Más tarde, y en uno de sus más conocidos reportajes, el que escribió para The New Yorker sobre el proceso al criminal nazi Adolf Eichmann, Eichmann en Jerusalén (1) (1963). Hannah observó también que la maquinaria totalitaria necesita de asesinos semejantes a Adolf Eichmann, de seres incapaces de pensar, no malvados en sí, sádicos patológicos, sino malvados perfectamente normales, “gentes corrientes”, que sólo cumplían con su deber, que simplemente hacían su trabajo; como si en todo el proceso de destrucción de las personas (en los campos de exterminio con su propia y sofisticada metodología) los verdugos carecieran de motivos personales y de una total falta de deliberación al realizar su labor. Seres “banales”, grises, mediocres, educados para funcionar a pleno rendimiento, obedientes al servicio del Poder estatal. Estos “funcionarios del mal” son eficaces en la tramitación del exterminio, que cumplen como si se tratara de un simple deber profesional, de un mero expediente burocrático, dada su fidelidad al Estado y su sumisión a la Autoridad (2).
Los crímenes son horrendos y los criminales banales, tipos mediocres, incapaces de pensar (ya que “pensar” implica empatizar con el prójimo, tener imaginación para ponerse en el lugar del otro y empatizar con las “víctimas”, cuestionando críticamente al Uno, rey.bsoluto o representante “carismático” y “encarnado” del todopoderoso Leviathan (Cfr. Étienne de La Boétie, Discurso sobre la servidumbre voluntaria o El Contra Uno, 1548). Para Arendt, la ausencia de pensamiento es la que genera el mal: esa ausencia induce y habitúa a las personas a aceptar lo primero que les impone la presión social de grupo —lo pensado por otros: bien el partido político al que pertenece desde “siempre”, la ideología política dominante, lo políticamente correcto o la creencia religiosa dogmática o fanáticamente asumida— como criterio de vida y de acción y eso, a la postre, implica, una rendición a lo dado o impuesto por el poder de turno, a la injusticia prevaleciente y a las conductas prescritas y acríticas. Así surge la banalidad del mal, el mal banal, ese mal generado por quienes no piensan demasiado en ello y que crece impecablemente incluso entre las personas de orden.

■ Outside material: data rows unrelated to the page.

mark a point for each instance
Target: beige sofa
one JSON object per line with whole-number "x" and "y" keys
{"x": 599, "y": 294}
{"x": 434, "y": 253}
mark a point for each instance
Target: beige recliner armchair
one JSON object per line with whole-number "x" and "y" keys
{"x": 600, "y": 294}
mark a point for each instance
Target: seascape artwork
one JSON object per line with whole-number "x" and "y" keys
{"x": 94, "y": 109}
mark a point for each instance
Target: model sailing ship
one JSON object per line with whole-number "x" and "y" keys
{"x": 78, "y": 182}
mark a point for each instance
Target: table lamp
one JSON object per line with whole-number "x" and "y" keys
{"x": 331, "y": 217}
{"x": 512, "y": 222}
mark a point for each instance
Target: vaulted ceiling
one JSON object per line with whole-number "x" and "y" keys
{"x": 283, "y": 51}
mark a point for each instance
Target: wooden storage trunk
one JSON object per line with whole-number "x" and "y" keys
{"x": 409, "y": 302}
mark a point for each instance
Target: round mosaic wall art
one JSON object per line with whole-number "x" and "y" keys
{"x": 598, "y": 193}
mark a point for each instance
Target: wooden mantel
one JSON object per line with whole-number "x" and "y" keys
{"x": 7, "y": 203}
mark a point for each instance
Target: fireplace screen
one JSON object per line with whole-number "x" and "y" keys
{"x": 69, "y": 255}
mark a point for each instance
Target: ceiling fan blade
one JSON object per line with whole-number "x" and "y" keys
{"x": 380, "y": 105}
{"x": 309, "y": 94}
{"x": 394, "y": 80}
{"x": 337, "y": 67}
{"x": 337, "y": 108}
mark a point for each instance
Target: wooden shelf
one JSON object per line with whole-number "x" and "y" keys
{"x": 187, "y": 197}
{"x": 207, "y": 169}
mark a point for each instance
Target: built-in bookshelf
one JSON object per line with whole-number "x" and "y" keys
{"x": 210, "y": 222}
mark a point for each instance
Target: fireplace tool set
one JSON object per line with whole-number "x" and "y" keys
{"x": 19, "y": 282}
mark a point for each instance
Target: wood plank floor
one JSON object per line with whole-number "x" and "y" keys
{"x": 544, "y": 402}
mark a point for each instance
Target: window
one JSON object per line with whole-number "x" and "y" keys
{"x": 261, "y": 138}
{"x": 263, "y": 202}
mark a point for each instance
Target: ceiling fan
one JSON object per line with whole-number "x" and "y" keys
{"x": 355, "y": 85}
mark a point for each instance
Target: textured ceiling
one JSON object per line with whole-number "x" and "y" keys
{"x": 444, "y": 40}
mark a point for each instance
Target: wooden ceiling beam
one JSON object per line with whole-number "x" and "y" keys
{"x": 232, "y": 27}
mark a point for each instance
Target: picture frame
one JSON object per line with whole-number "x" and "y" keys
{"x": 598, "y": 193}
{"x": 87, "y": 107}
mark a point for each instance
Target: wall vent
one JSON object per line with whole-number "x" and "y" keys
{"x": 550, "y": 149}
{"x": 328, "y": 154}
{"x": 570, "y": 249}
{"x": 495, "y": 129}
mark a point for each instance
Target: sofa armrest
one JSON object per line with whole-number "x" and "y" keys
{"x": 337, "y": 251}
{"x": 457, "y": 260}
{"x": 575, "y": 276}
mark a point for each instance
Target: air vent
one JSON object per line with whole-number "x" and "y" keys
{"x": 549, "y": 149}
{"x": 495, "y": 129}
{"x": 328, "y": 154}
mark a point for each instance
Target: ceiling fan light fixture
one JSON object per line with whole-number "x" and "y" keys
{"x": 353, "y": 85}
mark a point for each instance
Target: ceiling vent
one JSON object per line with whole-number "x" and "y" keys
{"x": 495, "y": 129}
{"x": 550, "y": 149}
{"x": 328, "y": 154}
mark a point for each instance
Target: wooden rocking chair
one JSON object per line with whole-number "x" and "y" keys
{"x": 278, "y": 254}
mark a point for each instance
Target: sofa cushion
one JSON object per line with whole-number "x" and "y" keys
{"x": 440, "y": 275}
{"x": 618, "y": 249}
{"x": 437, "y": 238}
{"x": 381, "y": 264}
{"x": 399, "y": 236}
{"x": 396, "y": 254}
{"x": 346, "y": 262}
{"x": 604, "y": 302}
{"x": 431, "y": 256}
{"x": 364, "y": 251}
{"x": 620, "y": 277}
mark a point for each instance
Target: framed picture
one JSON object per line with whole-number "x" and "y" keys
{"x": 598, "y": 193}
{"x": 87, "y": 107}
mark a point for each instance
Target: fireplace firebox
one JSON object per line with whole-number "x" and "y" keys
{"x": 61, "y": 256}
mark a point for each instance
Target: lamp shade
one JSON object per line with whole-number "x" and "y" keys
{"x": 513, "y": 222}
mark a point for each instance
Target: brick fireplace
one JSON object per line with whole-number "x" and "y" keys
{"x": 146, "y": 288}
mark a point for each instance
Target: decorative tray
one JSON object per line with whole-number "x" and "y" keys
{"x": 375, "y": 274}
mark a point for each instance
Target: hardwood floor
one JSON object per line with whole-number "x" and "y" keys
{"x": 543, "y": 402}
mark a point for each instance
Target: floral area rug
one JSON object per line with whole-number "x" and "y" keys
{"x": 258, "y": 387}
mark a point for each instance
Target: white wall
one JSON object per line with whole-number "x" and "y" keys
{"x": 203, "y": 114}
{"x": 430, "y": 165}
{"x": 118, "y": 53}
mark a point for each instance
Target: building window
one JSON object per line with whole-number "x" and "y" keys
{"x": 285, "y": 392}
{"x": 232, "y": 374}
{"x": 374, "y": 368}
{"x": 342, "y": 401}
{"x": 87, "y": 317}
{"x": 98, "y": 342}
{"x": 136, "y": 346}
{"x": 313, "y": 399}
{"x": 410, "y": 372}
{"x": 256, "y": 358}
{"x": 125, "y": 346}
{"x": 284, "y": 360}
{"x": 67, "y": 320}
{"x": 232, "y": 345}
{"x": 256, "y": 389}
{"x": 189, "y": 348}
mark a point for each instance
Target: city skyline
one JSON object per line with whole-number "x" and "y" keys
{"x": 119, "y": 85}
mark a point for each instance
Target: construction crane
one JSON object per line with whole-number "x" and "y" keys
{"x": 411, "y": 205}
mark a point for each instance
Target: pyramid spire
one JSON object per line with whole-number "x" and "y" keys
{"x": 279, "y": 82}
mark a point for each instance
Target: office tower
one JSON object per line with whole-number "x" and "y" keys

En ningún otro sitio mejor que en la película de Margarethe Von Trotta titulada “Hannah Arendt” (2012) puede ejemplificarse o ilustrarse el significado y la vigencia de esta noción de “banalidad del mal”, encarnada por el enjuicia dirigente burócrata nazi Adolf Eichmann. El “Discurso final” que la protagonista del film, la filósofa judía alemana, (interpretada por Bárbara Sukowa), pronuncia ante sus alumnos de la Universidad de Chicago; un Discurso que puede parangonarse con otros célebres de la historia del cine en defensa de “la justicia, la verdad y el respeto que merece el ser humano” como apuntara en su Discurso-veredicto el juez norteamericano Dan Haywood (Spencer Tracy), entrañable personaje de “El juicio de Núremberg” (Stanley Kramer, 1961) y Presidente del célebre Tribunal (3); el emocionante alegato final de Charles Chaplin en “El gran dictador” (1940), contra Hitler y el nazismo, e incluso, en un plano no cinematográfico sino filosófico, con la autodefensa del filósofo y de la filosofía de Sócrates ante la Asamblea ateniense que le condenará a muerte (Apología de Sócrates de Platón).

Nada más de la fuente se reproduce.